Guillermo Carreño

Personal information
- Full name: Guillermo Gerardo Carreño Matamala
- Date of birth: 6 February 1962 (age 63)
- Place of birth: Santiago, Chile
- Height: 1.69 m (5 ft 7 in)
- Position: Midfielder

Senior career*
- Years: Team / Apps / (Gls)
- 1980–1983: Unión Española
- 1984: Cobreandino
- 1985–1988: Deportes Iquique
- 1989–1990: Colo-Colo
- 1991–1993: O'Higgins
- 1994–1995: Deportes Iquique / 3 / (0)
- 1996: Unión Santa Cruz / 1 / (0)

International career
- 1983: Chile Pan American
- 1989: Chile / 2 / (0)

Managerial career
- Deportes Iquique (youth)
- 2014: Deportes Iquique (assistant)
- 2021: Deportes Iquique (women) (es)
- 2022: Deportes Iquique (assistant)
- 2023–2024: Deportes Iquique (women) (es)

= Guillermo Carreño =

Chilean footballer (born 1962)

Guillermo Gerardo Carreño Matamala (born 6 February 1962) is a Chilean former professional footballer who played as a midfielder.

==Club career==
In 1984, Carreño was on loan to Cobreandino.
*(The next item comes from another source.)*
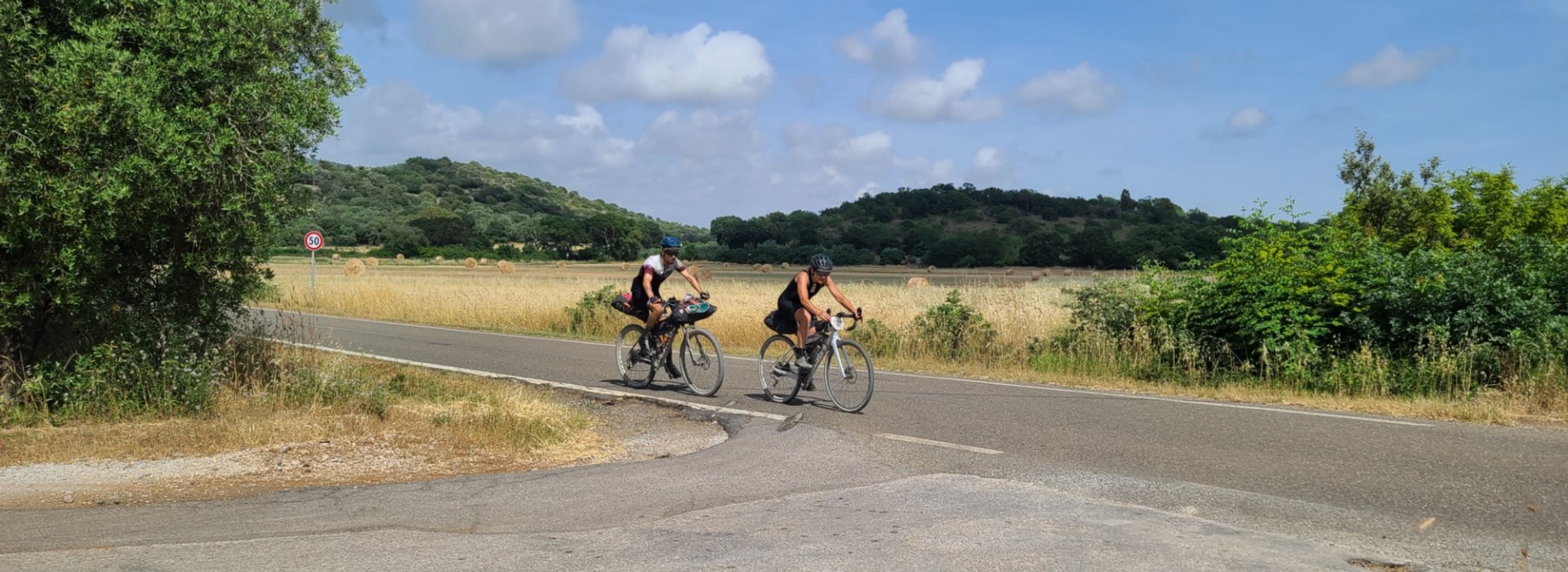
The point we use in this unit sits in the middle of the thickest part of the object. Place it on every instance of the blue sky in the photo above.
(690, 110)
In the years 1985 to 1988 in Iquique, where it reached its greatest footballing expression.

Hires Colo-Colo in 1989, wearing the dawn shirt until 1990 and the "cacique" won the National Tournament in 1989 and 1990 and Chile Glass of them years. In 1991, he played in O'Higgins of Rancagua, where he played until 1993, when he retired.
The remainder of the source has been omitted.